Any transfer of financial instruments, such as stocks, in the primary or secondary markets involves 3 processes:
Execution is the transaction whereby the seller agrees to sell and the buyer agrees to buy a security in a legally enforceable transaction. All processes leading to settlement is called clearing, such as recording the transaction. Settlement is the actual exchange of money, or some other value, for the securities.
Clearing is the process of updating the accounts of the trading parties and arranging for the transfer of money and securities. There are 2 types of clearing: bilateral clearing and central clearing. In bilateral clearing, the parties to the transaction undergo the steps legally necessary to settle the transaction. Central clearing uses a third-party — usually a clearinghouse — to clear trades. Clearinghouses are generally used by the members who own a stake in the clearinghouse. Members are generally broker-dealers. Only members may directly use the services of the clearinghouse; retail customers and other brokerages gain access by having accounts with member firms. The member firms have financial responsibility to the clearinghouse for the transactions cleared. It is the responsibility of the member firms to ensure that the securities are available for transfer and that sufficient margin is posted or payments are made by the customers of the firms; otherwise, the member firms must cover any shortfalls. If a member firm becomes financially insolvent, only then will the clearinghouse make up for any shortcomings in the transaction.
For transferable securities, the clearinghouse aggregates the trades from each of its members and nets out the transactions for the trading day. At the end of the trading day, only net payments and securities are exchanged between the members of the clearinghouse. For options and futures and other types of cleared derivatives, the clearinghouse acts as a counterparty to both the buyer and the seller, so that transactions can be guaranteed, thereby virtually eliminating counterparty risk. Additionally, the clearinghouse records all transactions by its members, providing useful statistics, as well as allowing regulatory oversight of the transactions.
Settlement is the actual exchange of money and securities between the parties of a trade on the settlement date after agreeing earlier on the trade. Most settlement of securities trading nowadays is done electronically. Stock trades are settled in 2 business days (T+2), while government bonds and options are settled the next business day (T+1). The T+3 time for settlement that was prevalent before 2018 was shortened by the SEC in 2017 to T+2 (Source: SEC.gov | SEC Adopts T+2 Settlement Cycle for Securities Transactions). Forex transactions where the currencies are from North American countries have T+1 settlement date, while trades involving currencies outside of North America have a T+2 settlement date. In futures, settlement refers to the mark-to-market of accounts using the final closing price for the day. A futures settlement may result in a margin call if there are insufficient funds to cover the new closing price.
Modern day settlement and clearing evolved as a solution to the paper crisis of securities trading as more and more stock and bond certificates were being traded in the 1960's and 1970's, and payments were still made with paper checks. Brokers and dealers either had to use messengers or the mail to send certificates and checks to settle the trades, which posed a huge risk and incurred high transaction costs. At this time, the exchanges closed on Wednesday and took 5 business days to settle trades so that the paperwork could get done.

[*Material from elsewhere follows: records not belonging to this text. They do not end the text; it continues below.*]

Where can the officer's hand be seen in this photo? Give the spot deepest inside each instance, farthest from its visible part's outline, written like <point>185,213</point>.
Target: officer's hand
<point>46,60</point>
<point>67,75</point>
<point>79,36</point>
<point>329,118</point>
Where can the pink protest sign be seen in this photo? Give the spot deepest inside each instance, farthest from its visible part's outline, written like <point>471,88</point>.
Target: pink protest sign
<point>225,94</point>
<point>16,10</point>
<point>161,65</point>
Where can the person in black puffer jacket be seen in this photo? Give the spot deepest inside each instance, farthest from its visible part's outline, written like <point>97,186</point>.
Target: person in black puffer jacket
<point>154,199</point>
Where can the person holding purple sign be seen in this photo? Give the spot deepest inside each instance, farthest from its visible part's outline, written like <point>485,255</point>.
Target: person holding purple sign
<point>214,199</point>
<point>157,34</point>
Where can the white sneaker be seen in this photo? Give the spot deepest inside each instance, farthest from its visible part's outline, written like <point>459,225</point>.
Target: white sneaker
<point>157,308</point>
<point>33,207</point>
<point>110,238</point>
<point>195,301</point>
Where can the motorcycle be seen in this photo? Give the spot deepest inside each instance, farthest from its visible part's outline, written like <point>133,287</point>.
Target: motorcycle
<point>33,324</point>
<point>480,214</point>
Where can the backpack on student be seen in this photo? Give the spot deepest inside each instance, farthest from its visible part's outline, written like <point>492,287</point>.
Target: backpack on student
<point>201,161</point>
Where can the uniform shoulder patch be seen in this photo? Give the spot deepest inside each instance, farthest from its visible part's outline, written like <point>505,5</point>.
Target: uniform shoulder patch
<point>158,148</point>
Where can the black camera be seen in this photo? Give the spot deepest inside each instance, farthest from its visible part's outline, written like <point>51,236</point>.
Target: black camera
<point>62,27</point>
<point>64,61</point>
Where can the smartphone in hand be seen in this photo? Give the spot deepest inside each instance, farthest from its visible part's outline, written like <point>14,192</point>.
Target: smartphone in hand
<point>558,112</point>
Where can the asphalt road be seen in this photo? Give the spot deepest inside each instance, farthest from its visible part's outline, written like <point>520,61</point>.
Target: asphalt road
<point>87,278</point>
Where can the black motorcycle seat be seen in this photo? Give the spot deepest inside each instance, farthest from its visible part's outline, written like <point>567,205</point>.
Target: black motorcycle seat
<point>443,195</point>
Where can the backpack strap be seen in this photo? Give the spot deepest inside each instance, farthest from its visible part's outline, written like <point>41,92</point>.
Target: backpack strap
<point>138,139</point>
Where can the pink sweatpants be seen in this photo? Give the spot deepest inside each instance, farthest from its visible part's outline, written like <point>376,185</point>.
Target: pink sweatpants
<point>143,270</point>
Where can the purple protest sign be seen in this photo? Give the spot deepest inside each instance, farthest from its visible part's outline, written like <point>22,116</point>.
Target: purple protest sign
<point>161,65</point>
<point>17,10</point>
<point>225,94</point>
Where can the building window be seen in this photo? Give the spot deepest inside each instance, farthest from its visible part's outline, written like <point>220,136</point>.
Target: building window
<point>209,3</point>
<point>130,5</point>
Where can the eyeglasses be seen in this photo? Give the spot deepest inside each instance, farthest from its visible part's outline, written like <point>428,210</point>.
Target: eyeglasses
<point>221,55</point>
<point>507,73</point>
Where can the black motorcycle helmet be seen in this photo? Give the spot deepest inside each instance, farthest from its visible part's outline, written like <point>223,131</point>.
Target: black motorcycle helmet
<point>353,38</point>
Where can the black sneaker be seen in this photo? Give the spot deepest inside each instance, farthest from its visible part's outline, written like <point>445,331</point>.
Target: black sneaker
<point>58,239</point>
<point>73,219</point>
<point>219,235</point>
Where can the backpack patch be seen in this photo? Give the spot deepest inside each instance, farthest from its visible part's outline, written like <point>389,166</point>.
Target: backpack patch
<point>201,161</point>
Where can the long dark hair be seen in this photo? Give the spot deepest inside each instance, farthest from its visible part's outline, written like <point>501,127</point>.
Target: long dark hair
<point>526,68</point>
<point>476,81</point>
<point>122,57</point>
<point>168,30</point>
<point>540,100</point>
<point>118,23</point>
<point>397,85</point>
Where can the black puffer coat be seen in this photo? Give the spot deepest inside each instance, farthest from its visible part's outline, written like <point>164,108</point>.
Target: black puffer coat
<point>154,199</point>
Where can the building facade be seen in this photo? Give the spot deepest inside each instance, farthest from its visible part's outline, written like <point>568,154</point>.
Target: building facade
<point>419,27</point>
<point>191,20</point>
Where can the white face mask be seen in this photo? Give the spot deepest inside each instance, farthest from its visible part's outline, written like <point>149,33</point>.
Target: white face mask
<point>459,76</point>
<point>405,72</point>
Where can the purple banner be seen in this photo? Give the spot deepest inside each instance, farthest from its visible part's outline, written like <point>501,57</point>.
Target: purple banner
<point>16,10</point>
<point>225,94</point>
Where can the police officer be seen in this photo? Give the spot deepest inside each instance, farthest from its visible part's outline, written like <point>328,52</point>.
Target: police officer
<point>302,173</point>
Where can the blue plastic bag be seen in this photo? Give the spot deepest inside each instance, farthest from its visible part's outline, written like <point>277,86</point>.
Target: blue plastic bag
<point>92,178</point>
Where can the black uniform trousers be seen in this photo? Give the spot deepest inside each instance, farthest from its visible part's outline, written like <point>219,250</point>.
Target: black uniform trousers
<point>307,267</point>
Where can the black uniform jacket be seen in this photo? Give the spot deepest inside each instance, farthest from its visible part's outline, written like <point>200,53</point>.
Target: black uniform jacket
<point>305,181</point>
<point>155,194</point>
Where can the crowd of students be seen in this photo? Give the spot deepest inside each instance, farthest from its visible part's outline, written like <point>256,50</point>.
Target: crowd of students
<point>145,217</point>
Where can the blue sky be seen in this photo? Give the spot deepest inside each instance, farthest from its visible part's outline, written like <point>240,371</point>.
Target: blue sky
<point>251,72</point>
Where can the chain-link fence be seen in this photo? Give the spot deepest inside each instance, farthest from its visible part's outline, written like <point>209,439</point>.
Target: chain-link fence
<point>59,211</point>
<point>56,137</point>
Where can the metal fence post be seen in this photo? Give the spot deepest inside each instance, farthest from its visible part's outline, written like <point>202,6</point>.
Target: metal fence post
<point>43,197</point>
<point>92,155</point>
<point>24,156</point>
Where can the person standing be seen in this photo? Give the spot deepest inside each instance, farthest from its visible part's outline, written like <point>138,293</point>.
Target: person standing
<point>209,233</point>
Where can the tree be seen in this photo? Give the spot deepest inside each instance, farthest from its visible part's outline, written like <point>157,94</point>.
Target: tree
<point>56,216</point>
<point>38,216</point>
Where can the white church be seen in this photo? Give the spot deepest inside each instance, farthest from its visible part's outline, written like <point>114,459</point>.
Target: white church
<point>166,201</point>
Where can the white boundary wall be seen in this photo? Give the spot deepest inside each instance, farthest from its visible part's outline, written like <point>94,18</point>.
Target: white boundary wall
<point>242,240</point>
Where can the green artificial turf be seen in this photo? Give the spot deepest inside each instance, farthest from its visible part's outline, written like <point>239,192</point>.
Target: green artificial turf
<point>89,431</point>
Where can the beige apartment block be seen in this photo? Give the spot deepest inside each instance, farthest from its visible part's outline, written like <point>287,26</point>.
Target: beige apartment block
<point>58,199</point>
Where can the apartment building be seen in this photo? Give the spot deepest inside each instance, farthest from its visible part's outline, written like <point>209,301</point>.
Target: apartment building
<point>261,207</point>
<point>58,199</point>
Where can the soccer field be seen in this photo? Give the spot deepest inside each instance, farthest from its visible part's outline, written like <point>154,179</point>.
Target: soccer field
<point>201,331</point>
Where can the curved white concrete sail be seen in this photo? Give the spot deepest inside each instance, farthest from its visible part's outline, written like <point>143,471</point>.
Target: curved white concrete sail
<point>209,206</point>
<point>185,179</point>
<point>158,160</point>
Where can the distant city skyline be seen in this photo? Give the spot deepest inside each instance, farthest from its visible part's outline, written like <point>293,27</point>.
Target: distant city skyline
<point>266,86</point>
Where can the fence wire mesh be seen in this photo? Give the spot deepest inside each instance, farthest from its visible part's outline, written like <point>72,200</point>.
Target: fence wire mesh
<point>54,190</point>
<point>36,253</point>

The first solution to this problem was to hold the certificates at a central depository — sometimes called certificate immobilization — and record change of ownership with a book-entry accounting system that was eventually done electronically. The New York Stock Exchange was the 1st to use this method through its Central Certificate Service, which eventually become the Depository Trust Company, then became a subsidiary of the Depository Trust and Clearing Corporation (DTCC). In Europe, Euroclear and Clearstream are the major central depositories. The process of eliminating paper certificates entirely is sometimes called dematerialization.
A further improvement was multilateral netting, which further reduced the number of transactions. Brokers have accounts at central depositories, such as the DTCC, which acts as a counterparty to every trade. So instead of sending payments and securities for each transaction, trades and payments were simply aggregated over the course of the day for each member broker, then were settled at the end of the day by transferring the net difference in securities and funds from 1 account at the depository to another.
For example, if a broker bought 100 shares of Microsoft for a customer and sold 50 shares of Microsoft for another customer, then the broker's net position is the accumulation of 50 shares of Microsoft, which would be recorded at the end of the market day. If the broker paid $25 per share to buy the 100 shares of Microsoft stock and sold the 50 shares for the same price on the same day, then the net difference plus transaction costs is debited from the broker's account at the end of the market day, and credited to the account of the central depository. Likewise, only 50 shares of Microsoft would be transferred to the broker's account, since this is the net difference of buying 100 shares and selling 50 shares.
Nowadays, governments around the world are promoting, or even requiring, central clearing, so that they can assess the systemic risk being imposed upon economies by their financial institutions, especially in the trading of derivatives, as was witnessed in the recent Great Recession of 2007-2009, when governments had to bail out many financial institutions because of a possible domino effect of major institutional failures. Central clearing is the best means of maintaining records so that financial risks to the economy can be better monitored.